Non il n’y aura pas de plafond de ressources. Ce sera un système universel, sans aide, pas de subvention de l’Etat… Les offices fonciers libres (OFL) ne seront pas des sociétés privées mais des sociétés 100% publique ou des sociétés d’économie mixtes avec un capital à majorité publique, pour éviter la spéculation. Le foncier ne sera jamais remis sur le marché. Le budget des OFL sera à l’équilibre avec les redevances perçues.
Côté finances dans ce système il faudra payer une redevance pour le foncier. Si la taxe foncière augmente dans une commune, que se passe-t-il alors ?
La redevance sera 1 à 2 euros de redevance par mois et par m2 environ. La taxe foncière sera payée par l’OFL. Bien sûr une partie de la taxe foncière entre en compte dans le calcul de la redevance et en cas de hausse de la taxe foncière, il y aura une répercussion sur la redevance qui va un peu augmenter mais pas beaucoup.
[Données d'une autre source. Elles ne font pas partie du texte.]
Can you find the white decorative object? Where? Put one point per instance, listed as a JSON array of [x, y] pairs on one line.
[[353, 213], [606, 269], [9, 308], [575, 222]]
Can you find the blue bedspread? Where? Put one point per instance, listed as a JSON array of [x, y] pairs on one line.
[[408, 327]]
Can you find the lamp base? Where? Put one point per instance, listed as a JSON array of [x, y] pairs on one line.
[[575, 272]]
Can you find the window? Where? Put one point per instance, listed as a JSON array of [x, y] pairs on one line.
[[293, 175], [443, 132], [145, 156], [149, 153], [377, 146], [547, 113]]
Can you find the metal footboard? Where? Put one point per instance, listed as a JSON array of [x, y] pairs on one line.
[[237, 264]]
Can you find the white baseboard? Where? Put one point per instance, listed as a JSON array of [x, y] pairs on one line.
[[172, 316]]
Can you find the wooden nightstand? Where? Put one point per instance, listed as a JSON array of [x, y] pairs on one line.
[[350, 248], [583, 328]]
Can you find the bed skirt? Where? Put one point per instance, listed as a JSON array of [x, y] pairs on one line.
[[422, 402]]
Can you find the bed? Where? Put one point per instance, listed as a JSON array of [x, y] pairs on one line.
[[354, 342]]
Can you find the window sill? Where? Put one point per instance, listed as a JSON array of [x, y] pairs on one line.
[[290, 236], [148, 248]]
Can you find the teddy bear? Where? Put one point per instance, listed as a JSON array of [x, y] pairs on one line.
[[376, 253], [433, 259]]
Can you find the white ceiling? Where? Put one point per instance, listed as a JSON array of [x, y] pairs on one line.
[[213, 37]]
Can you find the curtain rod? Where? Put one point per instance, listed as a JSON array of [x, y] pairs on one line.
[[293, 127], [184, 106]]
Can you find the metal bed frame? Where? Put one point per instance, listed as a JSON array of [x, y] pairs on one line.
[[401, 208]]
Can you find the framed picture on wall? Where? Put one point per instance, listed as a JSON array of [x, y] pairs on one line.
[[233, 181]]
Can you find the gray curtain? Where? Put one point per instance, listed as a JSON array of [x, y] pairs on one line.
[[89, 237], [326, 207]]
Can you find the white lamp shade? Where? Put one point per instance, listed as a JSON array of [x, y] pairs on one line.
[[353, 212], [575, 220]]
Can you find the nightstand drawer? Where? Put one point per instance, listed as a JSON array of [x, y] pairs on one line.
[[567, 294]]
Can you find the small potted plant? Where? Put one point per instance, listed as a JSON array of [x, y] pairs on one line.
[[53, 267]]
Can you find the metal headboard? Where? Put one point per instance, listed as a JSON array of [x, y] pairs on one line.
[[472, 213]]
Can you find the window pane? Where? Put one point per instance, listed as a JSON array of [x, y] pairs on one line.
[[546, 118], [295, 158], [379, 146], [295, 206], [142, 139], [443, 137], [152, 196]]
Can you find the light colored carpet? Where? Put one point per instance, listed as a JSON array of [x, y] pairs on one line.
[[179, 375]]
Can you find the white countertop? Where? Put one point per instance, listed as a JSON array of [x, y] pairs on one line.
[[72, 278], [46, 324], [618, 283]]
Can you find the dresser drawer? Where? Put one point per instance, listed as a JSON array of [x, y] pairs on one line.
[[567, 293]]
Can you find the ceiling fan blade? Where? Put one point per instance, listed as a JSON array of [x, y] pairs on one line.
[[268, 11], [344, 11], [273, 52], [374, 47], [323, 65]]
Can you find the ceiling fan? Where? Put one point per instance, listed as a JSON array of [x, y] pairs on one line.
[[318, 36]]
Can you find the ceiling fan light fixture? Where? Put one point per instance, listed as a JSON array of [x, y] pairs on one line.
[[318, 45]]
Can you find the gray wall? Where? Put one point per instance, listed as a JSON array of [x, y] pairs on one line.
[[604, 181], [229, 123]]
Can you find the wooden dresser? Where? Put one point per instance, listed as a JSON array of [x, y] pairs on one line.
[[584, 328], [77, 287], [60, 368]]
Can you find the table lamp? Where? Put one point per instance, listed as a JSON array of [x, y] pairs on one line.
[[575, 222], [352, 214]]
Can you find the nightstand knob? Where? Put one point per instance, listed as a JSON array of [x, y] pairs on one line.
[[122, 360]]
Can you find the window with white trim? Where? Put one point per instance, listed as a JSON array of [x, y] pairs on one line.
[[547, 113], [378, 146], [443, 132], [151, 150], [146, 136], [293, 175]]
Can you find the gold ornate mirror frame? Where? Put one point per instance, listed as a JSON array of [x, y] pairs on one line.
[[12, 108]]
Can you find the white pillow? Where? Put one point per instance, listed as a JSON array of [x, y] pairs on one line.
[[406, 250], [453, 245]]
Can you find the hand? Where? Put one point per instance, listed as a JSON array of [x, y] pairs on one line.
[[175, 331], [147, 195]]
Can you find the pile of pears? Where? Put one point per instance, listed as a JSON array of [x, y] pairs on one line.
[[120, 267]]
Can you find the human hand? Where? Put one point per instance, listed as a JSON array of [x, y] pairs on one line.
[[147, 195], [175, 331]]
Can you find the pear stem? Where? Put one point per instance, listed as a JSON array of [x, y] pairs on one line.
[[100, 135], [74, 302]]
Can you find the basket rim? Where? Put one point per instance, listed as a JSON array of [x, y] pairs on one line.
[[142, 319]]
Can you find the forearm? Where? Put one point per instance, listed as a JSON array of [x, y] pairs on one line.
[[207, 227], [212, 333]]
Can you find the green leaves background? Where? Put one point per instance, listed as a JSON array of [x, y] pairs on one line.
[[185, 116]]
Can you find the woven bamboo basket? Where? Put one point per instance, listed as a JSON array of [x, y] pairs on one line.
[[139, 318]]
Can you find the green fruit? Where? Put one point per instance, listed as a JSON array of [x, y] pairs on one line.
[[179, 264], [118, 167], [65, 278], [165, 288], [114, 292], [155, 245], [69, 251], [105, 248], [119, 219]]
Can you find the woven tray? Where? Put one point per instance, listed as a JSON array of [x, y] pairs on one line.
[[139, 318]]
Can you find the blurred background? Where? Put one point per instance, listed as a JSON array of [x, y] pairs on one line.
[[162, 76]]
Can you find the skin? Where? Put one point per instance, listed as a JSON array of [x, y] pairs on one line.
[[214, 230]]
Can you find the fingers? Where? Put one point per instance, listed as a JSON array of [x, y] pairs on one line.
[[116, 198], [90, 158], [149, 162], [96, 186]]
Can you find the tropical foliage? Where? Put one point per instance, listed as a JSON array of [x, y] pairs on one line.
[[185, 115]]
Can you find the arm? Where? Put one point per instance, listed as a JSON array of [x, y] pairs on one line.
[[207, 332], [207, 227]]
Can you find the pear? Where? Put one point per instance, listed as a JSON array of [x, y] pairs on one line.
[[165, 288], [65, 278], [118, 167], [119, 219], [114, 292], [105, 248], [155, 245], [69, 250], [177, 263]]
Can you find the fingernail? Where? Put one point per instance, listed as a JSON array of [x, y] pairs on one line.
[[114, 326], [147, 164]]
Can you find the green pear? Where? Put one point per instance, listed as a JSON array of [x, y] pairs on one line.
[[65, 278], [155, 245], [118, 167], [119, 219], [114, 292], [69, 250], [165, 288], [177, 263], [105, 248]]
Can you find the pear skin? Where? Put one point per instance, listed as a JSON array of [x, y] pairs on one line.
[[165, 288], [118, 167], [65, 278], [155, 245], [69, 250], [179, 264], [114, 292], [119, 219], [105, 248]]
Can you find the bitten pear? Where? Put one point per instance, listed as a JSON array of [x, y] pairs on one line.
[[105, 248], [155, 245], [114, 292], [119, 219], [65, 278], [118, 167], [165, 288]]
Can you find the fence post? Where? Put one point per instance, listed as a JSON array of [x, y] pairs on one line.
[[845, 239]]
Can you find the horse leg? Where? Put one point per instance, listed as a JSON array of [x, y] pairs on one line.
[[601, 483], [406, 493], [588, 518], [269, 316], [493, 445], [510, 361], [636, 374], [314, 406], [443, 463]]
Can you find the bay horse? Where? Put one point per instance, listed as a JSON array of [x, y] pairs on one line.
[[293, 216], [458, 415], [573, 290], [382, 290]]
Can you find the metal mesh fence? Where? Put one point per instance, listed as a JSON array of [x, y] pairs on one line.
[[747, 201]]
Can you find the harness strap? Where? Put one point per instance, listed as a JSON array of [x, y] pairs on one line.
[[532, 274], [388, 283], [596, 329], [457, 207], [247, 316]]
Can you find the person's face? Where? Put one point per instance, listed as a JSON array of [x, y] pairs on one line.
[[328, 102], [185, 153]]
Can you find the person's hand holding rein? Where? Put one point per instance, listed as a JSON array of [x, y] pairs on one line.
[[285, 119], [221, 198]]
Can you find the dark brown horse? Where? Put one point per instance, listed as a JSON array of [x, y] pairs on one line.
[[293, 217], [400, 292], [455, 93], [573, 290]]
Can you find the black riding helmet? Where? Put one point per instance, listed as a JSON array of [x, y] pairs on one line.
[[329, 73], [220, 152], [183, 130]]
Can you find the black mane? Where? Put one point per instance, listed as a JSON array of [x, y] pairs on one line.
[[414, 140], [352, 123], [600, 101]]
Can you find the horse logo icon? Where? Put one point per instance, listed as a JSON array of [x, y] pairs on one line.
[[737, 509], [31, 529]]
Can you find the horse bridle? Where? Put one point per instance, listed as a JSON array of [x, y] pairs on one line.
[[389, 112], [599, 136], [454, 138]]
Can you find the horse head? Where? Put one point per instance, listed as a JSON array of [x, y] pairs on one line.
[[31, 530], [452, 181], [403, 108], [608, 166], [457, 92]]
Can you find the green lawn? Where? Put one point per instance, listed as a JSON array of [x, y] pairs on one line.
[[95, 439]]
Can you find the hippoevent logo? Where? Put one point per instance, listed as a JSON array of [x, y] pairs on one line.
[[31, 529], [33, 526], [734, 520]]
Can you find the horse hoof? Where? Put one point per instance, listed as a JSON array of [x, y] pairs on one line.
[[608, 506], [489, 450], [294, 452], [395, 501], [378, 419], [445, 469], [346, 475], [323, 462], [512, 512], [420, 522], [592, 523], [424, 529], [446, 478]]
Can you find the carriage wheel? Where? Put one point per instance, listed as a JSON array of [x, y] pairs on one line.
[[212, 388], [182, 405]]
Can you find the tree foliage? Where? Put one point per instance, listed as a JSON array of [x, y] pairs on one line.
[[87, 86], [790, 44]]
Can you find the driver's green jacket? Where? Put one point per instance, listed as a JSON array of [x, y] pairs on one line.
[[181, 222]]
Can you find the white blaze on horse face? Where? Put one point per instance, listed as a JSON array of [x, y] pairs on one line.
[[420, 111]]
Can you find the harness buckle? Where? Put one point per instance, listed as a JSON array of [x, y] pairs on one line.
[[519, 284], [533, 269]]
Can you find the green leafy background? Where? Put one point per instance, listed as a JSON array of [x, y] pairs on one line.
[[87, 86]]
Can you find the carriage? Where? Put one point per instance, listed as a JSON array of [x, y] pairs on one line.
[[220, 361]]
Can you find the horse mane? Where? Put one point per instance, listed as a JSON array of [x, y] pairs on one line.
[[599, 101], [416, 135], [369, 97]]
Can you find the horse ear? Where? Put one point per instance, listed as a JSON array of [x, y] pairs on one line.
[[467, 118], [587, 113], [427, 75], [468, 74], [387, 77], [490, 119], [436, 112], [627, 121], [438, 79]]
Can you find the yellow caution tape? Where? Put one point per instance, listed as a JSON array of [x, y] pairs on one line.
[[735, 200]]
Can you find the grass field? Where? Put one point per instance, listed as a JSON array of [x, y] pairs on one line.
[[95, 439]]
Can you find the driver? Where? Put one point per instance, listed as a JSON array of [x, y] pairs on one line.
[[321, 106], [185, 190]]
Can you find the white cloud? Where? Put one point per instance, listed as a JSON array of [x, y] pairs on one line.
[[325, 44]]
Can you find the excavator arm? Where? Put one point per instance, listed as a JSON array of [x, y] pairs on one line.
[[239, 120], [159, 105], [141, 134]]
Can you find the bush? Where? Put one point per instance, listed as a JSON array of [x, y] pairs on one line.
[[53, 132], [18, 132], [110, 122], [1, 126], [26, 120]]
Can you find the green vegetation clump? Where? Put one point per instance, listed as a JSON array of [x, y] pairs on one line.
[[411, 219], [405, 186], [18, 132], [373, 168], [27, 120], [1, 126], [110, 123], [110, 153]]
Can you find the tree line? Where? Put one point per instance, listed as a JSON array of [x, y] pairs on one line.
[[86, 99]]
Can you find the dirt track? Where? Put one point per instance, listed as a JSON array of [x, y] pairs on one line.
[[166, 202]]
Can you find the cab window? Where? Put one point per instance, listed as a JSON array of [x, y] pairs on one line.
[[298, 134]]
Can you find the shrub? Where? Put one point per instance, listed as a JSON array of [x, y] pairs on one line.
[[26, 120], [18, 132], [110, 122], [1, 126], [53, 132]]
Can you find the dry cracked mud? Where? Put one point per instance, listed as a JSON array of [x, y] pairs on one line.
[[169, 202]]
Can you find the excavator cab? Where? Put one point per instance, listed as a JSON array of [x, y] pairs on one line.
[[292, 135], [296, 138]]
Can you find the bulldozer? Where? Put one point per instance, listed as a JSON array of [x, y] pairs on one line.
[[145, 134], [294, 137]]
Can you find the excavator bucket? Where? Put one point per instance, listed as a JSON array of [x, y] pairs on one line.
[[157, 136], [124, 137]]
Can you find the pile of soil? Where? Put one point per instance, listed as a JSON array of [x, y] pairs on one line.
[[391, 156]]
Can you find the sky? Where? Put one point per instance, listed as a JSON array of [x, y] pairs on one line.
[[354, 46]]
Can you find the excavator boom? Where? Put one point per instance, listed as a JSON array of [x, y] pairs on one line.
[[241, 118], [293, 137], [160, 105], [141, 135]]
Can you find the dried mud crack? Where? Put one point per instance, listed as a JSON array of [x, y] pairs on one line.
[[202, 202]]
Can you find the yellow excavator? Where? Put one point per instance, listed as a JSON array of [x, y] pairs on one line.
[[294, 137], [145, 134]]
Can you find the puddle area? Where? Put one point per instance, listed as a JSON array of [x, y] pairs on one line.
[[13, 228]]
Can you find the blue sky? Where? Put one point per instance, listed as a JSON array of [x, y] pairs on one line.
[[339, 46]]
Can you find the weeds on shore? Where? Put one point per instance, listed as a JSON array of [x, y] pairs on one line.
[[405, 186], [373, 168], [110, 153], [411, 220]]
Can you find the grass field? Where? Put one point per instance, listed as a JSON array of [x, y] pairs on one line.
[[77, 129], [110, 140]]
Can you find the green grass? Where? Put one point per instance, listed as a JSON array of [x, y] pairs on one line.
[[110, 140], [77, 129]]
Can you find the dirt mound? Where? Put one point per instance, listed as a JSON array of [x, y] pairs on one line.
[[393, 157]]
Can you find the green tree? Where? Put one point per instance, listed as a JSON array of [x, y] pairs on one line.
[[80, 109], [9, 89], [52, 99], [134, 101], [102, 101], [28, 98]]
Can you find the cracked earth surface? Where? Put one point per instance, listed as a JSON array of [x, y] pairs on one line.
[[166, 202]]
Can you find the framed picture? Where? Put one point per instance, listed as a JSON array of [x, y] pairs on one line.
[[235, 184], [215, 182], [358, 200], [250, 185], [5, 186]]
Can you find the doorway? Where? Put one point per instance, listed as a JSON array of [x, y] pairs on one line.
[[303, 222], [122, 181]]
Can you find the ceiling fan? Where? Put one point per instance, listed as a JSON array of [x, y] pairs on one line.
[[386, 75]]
Quand sera adoptée la loi définitivement ?
Elle doit passer au Sénat le premier avril 2020. Je pense qu’il y aura quelques retouches à faire et j’espère que le texte voté au Sénat passera à l’identique à l’Assemblée Nationale à l’automne 2020*.
Que prévoit la loi sur comment dissocier le foncier du bâti ?
Le foncier, un terrain, serait détenu par une société foncière, à capitaux publics et/ou privés, mais à majorité publique, et appelée office foncier libre ou OFL. Ce dernier propose des baux réels libres (BRL) aux propriétaires du bâti (maison…). Ce sont des contrats de location de très longue durée reconductibles et transmissibles. Le texte de loi précise aussi que « les prix de cession seraient préconisés par l’observatoire du foncier, sur le modèle du dispositif d’encadrement des loyers ».
* La loi a été adoptée en première lecture à l'Assemblée nationale le 28 novembre 2019. Les travaux de la commission du Sénat avaient débuté en mars 2020 avant d'être stoppés net par l'épidémie de Covid-19. début 2023, la proposition de loi n'est pas encore définitivement adoptée, ni promulguée.
Et ailleurs ça existe déjà…
Ce système existe déjà à Lyon avec les hospices civils ou HCL, en Angleterre, Belgique… Il va être mis en place à Paris courant 2021. La mairie de la capitale s’apprête à mettre sur le marché des logements à 5 000 euros le mètre carré. Les premiers logements vont sortir de terre d’ici 2024, dans un ancien hôpital du 14e arrondissement. Huit bâtiments et 1 000 logements avec un bail réel solidaire sont en projet dans la capitale.
Une révolution juridique et sociétale
Mettre en place ce nouveau droit de propriété sera aussi un vrai changement de mentalité. En effet cette loi ne va pas dans le sens de la tradition française très à cheval sur la propriété, inscrit noir sur blanc dans le code civil dans son article 544 : « La propriété est le droit de jouir et disposer des choses de la manière la plus absolue, pourvu qu'on n'en fasse pas un usage prohibé par les lois ou par les règlements ». Ce droit lie étroitement la propriété du sol et la propriété du bâti.